2. A crafting of some compelling stories about what happened to ancient families and their communities in various social, political, and economic circumstances.

3. Explanations of how and why ancient people and communities in different times and places within Mesoamerica had similar or different lifestyles and experiences. 

4. Understandings of how prehispanic developments in Mesoamerica continue to impact heritage arguments and socio-political practices in parts of the modern Mexico, Central America, and USA.

Archaeology Theory

Undergraduate Seminar (Writing Class). This course covers theories used by anthropological archaeologists when trying to make sense of (prehistoric and historic) archaeological records. Theories from Social Anthropology and other branches of present-focused social sciences are considered with a view to understanding how these theories can be adjusted for meaningful application to people and events from past times. In a nutshell, the ontological and epistemological challenge we face is how best to use analogies from recent times in order to relate unobservable past behaviors to the material residues of those behaviors currently observable by us in archaeological records. The journey through archaeological theory takes us through the following waystations.

GROUNDWORK: Levels Of Theory [High Theory – Middle-Range Theory – Base-Level Theory]; Select Underthemes (High Theory)

HIGH THEORY PROGRAMS: Culture History; Processual New Archaeology, Social Evolution, Ongoing and Cognitive Processual Archaeology; Marxism; Structuralism; After Structuralism; Neo Darwinism

ONTOLOGY/EPISTEMOLOGY: Agency of People and Objects; Time Spans

SUBSTANTIVE ISSUES: Discontinuities (Past is a Foreign Country)

MORE EPISTEMOLOGY: Working with Analogies (Source-Side Issues); Archaeology and History; Archaeology and Art History

ADDITIONAL SUBSTANTIVE ISSUES: Big-Picture Social Evolution [Technology], Disasters and Collapses; Identity, Style, Gender; Early Cognition; Communications; Religion; Politic; Heritage (Nations and Native Minorities); Urbanism.

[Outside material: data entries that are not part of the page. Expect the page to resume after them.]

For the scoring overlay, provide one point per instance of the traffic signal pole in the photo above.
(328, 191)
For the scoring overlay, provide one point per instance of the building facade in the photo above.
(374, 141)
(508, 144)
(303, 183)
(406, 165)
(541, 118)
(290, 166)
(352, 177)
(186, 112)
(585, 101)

Graduate/Undergraduate Seminar (Writing Class). This course examines ideas and case studies from the anthropological field of ethnoarchaeology. Ethnoarchaeology lies at an intersection between ethnography and archaeology, two of anthropology’s sub-disciplines. Ethnoarchaeologists want to observe living peoples’ practices and to quiz them about their thoughts and behaviors, especially as the thoughts and practices relate to the material record produced by people in the present. Of course, it’s a material record produced by ancient people (dead, inert, mute) which is the primary source of evidence that prehistoric archeologists observe and work with directly. 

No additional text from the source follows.